Gleichzeitig wird aber auch klar: Über 90 Prozent der Versicherten sind mit einer Versorgung voll und ganz zufrieden, völlig unabhängig davon, ob sie sich für eine private Aufzahlung entschieden haben oder nicht. Die Kosten spielen dabei keine Rolle. Dies bestätigt zuletzt die bislang größte Befragung der gesetzlichen Krankenkassen unter Millionen Versicherten.

Verkehrte Annahmen

Wie also sparen? Grundfalsch wäre die Annahme, dass man Einschnitte in der bisher so guten Versorgungspraxis hinnehmen könnte, schließlich bedeutet gutes Hören gesellschaftliche Teilhabe. Falsch wäre auch die Annahme, dass die Versicherten aus Kostengründen ihr Hörgerät länger tragen sollten, auch wenn es technisch längst veraltet ist.

Gleichzeitig wäre es ebenso falsch, die Versichertengemeinschaft für zusätzlichen Komfort, Funktionen oder Ästhetik aufkommen zu lassen. Das ist eine individuelle Wahlleistung. Wo sind Kostendämpfer im System? Nicht nur Komfort fürs gute Hören, auch Prävention vor Hörverlust wird heute üblicherweise vollständig privat gezahlt.

Prävention als Privatsache?

An dieser Stelle lässt sich fragen, ob die Investition in rechtzeitige Prävention nicht langfristig günstiger für die Versicherer wäre? In einigen Fällen könnten vermutlich die Kosten einer späteren Hörsystemversorgung eingespart werden – wenn der Versicherte rechtzeitig guten Gehörschutz trägt. Das wäre ein Weg zu weniger statt mehr Kosten, und noch dazu ein sehr gesunder.

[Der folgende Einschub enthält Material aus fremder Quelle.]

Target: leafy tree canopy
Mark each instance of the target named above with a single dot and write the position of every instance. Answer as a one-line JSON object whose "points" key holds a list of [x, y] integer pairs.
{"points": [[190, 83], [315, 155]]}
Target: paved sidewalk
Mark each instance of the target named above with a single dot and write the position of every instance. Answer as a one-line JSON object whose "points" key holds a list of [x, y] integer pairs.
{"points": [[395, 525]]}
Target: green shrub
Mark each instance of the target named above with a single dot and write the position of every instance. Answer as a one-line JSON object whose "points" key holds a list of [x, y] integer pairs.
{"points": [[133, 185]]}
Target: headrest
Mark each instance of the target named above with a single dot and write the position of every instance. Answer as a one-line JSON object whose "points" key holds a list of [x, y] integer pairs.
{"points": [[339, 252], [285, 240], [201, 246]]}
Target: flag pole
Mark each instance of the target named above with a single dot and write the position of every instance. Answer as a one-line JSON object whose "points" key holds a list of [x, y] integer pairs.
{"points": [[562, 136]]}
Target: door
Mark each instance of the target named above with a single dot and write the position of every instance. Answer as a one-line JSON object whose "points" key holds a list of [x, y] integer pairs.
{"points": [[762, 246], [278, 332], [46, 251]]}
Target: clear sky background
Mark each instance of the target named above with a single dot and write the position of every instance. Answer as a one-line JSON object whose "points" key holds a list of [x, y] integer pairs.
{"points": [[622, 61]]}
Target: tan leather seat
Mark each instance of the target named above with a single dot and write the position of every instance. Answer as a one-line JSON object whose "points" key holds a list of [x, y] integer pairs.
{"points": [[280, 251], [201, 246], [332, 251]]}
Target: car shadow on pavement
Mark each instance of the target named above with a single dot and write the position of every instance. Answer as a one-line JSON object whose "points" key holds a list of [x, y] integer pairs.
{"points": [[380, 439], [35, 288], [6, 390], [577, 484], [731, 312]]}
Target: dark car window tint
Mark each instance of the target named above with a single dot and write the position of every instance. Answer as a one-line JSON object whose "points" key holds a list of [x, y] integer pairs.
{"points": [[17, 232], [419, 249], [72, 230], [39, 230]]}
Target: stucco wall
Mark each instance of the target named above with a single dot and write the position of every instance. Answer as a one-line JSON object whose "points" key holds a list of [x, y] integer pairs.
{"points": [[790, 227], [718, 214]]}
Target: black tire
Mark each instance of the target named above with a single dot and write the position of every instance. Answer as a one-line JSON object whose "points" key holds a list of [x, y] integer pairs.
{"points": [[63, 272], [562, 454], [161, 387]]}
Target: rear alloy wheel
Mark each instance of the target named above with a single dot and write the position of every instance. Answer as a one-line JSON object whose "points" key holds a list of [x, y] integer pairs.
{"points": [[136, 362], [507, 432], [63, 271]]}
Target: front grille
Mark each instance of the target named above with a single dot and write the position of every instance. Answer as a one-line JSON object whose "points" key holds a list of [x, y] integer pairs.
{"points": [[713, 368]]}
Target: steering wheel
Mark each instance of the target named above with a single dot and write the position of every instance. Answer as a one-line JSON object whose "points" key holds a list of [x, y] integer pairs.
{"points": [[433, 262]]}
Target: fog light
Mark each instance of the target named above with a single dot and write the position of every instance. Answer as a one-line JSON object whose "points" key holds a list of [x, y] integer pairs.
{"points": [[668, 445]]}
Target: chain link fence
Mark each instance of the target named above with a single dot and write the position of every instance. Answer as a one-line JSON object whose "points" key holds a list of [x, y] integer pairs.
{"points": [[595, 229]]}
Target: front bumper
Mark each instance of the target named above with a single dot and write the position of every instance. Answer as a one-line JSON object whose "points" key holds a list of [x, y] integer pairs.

Schließlich lässt sich eine Schwerhörigkeit, die meist schleichend kommt, nicht mehr rückgängig machen.

Das aktuelle System der wohnortnahen Hörsystemversorgung in Deutschland mit einer sehr guten aufzahlungsfreien Versorgung und privaten Aufzahlungen für mehr Komfort, Funktionen und Ästhetik hat sich bewährt und wird nicht umsonst in aller Welt als hervorragendes positives Beispiel angesehen. Ob Prävention und Gehörschutz weiterhin vollständig privat gezahlt werden sollten, darüber könnte man jetzt nachdenken – und sollte bei den Überlegungen nicht auf die Qualität der Versorgung verzichten.

Eberhard Schmidt ist Präsident der Bundesinnung der Hörakustiker (biha).